Mick Jagger has stagecraft aplenty. He owns the stage from the opening numbers (Get Off of My Cloud and It’s Only Rock and Roll) and never lets up, save a couple of numbers where he sits down to rest and lets Keith Richards sing and play. The Stones, the background singers, the choir, the other guitarists adding their bit, the horn players — all of them are there to support Mick.
What can we learn from this indefatigable performer?
Jagger knows exactly where he is at every moment. There is not a wasted gesture, move, or step. He knows where the other Stones are, where the spotlight is, and most of all what the audience is doing. He’s probably the most self-aware performer we”ve ever witnessed. He’s a complete pro. So many speakers resist rehearsal because they don’t want to get stale. Jagger shows how counter-productive that attitude is.

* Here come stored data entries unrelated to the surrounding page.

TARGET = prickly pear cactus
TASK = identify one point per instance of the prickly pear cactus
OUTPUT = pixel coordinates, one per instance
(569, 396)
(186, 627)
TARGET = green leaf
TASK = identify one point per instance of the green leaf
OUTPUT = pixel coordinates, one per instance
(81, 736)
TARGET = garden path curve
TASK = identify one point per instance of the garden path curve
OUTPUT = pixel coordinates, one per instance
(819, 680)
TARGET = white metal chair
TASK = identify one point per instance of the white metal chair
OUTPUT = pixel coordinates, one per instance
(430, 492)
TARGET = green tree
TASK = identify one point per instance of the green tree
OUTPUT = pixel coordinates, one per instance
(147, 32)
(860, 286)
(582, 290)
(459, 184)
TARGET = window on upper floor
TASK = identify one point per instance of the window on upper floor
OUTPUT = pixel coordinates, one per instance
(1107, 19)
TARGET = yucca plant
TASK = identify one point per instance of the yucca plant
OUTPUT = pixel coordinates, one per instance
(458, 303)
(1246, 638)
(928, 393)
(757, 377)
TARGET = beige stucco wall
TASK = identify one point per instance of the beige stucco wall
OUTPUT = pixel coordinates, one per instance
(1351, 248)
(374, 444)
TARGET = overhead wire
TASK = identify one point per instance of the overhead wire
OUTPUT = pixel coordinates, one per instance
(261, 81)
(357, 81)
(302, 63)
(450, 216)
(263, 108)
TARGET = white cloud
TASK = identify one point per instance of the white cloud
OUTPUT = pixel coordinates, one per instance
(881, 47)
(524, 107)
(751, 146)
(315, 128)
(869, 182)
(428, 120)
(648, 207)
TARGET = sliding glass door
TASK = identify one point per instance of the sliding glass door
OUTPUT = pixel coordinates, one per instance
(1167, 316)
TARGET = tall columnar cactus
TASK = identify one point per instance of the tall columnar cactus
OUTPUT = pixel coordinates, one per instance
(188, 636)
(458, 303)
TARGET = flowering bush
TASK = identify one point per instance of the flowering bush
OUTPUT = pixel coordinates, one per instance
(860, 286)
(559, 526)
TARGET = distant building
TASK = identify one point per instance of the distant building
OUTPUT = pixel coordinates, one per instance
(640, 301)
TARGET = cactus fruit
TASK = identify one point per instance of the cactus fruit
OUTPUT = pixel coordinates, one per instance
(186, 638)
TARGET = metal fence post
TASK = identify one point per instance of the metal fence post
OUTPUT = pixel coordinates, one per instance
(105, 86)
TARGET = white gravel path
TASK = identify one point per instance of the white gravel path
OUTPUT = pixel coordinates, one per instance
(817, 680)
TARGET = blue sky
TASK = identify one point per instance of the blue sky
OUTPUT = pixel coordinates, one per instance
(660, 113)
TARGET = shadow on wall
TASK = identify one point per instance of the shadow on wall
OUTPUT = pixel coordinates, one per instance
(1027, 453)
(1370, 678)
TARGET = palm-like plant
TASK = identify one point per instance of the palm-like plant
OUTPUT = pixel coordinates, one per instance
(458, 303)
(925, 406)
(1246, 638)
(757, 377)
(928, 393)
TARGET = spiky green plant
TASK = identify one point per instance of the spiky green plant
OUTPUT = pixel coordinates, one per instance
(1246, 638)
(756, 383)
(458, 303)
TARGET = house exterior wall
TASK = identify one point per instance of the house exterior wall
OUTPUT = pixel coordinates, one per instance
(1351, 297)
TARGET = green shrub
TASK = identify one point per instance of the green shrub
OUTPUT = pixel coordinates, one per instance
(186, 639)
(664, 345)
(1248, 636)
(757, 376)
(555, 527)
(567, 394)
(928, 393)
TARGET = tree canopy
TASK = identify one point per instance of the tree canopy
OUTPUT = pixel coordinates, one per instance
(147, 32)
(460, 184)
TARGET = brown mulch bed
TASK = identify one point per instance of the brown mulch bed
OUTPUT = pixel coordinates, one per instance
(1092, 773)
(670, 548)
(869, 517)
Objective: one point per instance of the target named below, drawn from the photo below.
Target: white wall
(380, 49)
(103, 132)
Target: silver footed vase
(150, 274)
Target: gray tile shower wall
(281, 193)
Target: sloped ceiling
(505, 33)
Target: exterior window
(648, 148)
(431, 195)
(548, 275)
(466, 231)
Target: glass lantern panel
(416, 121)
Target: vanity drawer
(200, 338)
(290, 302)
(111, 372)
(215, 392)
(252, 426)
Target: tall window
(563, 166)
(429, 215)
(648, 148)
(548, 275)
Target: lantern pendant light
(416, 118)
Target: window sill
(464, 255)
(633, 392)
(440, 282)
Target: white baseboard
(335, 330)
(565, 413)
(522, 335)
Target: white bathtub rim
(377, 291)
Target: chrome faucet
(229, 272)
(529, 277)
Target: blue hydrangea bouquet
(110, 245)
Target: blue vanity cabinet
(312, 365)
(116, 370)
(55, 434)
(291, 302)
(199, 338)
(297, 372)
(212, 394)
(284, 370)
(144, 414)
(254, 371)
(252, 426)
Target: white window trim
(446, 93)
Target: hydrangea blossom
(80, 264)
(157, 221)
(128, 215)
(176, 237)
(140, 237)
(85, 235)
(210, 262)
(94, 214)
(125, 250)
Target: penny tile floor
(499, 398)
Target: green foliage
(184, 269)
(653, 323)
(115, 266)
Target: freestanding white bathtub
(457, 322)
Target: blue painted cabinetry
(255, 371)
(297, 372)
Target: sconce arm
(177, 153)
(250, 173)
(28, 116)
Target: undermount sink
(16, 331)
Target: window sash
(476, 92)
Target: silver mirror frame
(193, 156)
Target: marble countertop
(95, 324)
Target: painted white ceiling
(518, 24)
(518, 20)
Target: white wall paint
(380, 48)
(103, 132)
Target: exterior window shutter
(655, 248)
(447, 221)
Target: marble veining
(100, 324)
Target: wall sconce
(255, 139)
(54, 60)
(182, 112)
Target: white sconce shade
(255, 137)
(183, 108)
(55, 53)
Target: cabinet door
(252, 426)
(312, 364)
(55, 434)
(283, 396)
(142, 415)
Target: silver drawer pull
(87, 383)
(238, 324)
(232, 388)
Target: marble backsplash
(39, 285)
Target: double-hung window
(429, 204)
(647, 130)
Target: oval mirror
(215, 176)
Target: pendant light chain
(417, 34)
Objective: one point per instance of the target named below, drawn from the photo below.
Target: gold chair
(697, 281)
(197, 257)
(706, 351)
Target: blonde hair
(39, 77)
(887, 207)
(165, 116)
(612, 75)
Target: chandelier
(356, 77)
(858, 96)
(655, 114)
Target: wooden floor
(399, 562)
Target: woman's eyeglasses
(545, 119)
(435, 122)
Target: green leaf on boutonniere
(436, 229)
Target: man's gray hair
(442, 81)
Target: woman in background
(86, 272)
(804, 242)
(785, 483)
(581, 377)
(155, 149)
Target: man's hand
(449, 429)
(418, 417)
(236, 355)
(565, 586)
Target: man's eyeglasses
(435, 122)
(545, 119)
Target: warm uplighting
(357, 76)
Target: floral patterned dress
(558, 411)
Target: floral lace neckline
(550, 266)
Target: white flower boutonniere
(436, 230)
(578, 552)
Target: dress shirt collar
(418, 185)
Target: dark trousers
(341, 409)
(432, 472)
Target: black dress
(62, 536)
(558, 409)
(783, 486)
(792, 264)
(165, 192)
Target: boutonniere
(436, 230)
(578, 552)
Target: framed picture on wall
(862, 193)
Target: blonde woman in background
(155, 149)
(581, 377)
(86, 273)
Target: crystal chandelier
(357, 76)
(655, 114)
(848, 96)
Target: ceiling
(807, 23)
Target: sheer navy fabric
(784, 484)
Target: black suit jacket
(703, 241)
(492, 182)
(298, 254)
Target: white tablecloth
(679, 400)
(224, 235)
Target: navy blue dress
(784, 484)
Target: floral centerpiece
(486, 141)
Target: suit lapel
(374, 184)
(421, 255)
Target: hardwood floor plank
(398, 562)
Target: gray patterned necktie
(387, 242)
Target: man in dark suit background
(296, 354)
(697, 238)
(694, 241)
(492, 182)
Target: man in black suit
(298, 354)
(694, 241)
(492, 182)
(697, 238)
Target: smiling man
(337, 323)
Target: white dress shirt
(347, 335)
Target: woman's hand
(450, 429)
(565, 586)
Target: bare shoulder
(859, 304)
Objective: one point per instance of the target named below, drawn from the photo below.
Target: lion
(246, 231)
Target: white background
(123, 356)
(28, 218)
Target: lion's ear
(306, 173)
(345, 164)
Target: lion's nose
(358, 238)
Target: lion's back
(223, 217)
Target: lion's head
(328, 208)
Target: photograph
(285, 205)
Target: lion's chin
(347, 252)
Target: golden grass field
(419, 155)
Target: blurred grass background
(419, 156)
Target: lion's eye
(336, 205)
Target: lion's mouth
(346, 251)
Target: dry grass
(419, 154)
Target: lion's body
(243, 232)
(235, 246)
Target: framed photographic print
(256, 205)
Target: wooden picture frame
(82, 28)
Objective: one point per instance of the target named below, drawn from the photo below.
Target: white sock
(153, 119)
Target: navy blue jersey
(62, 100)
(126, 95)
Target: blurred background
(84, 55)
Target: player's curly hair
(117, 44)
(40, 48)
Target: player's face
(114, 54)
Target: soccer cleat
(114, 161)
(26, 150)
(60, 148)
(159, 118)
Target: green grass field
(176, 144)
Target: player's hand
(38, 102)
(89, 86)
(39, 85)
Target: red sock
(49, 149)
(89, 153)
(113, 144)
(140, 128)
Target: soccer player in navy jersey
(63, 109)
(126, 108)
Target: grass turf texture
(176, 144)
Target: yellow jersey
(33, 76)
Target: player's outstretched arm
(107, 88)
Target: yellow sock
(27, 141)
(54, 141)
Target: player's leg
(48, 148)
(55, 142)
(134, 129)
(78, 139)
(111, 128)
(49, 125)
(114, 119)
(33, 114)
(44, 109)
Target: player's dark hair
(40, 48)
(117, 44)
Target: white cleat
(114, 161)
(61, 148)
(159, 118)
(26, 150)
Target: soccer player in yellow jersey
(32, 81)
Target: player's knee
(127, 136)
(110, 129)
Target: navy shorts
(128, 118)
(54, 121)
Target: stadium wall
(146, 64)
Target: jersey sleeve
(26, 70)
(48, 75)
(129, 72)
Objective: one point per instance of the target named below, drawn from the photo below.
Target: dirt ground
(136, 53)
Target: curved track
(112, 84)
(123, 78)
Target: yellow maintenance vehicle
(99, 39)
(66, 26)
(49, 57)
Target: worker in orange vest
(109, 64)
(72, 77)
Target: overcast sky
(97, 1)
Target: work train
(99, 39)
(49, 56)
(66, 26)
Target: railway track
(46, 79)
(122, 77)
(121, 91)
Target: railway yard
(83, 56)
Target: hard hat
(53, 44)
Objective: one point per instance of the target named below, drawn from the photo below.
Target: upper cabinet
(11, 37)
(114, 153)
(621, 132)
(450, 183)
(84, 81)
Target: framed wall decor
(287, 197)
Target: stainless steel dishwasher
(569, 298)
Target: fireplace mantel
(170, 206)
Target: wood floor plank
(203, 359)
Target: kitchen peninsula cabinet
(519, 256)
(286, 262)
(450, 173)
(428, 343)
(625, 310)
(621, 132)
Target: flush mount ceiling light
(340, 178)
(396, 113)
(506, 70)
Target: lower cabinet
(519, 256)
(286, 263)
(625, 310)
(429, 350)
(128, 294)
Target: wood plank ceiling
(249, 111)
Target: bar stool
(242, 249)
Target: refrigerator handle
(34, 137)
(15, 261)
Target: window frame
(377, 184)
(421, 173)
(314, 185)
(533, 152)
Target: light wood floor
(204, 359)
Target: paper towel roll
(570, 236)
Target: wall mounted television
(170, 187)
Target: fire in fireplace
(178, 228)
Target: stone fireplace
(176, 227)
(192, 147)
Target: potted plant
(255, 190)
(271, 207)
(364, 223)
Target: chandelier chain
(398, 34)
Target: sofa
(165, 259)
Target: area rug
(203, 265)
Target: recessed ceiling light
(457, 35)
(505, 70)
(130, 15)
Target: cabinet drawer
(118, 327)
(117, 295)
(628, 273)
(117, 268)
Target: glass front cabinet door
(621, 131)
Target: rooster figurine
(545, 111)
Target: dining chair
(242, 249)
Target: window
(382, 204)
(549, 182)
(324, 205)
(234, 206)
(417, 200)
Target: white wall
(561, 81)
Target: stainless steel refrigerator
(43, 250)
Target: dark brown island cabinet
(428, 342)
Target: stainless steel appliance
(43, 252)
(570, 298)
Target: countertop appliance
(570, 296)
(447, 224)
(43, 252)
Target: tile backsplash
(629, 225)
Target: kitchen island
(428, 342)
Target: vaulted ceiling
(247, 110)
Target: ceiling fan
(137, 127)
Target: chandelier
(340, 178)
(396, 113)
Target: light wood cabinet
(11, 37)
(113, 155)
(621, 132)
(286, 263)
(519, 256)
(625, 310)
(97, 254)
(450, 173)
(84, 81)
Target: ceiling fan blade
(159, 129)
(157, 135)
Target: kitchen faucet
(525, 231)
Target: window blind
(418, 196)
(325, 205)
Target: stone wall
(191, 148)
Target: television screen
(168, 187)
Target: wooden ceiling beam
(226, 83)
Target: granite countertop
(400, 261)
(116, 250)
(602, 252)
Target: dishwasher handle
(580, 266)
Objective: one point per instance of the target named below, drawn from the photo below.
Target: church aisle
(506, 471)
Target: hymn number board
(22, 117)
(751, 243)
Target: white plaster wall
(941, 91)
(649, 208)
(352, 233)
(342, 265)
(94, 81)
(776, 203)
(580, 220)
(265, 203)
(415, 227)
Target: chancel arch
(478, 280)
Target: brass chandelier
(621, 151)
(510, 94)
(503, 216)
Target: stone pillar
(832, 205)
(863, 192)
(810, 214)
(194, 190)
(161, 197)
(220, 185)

It’s all in service to the audience. Every gesture reaches out to the audience. Every step is toward the audience, when he’s singing. And when he’s not singing, instead of stepping back, he’s working the thrust stage, interacting with the audience. His focus is unrelenting. It may only be rock and roll, but for Mick Jagger, it’s business, and he takes it seriously. He rarely smiled during the performance, and the between-song chat is minimal. He’s self-aware, but he’s always focused on the audience.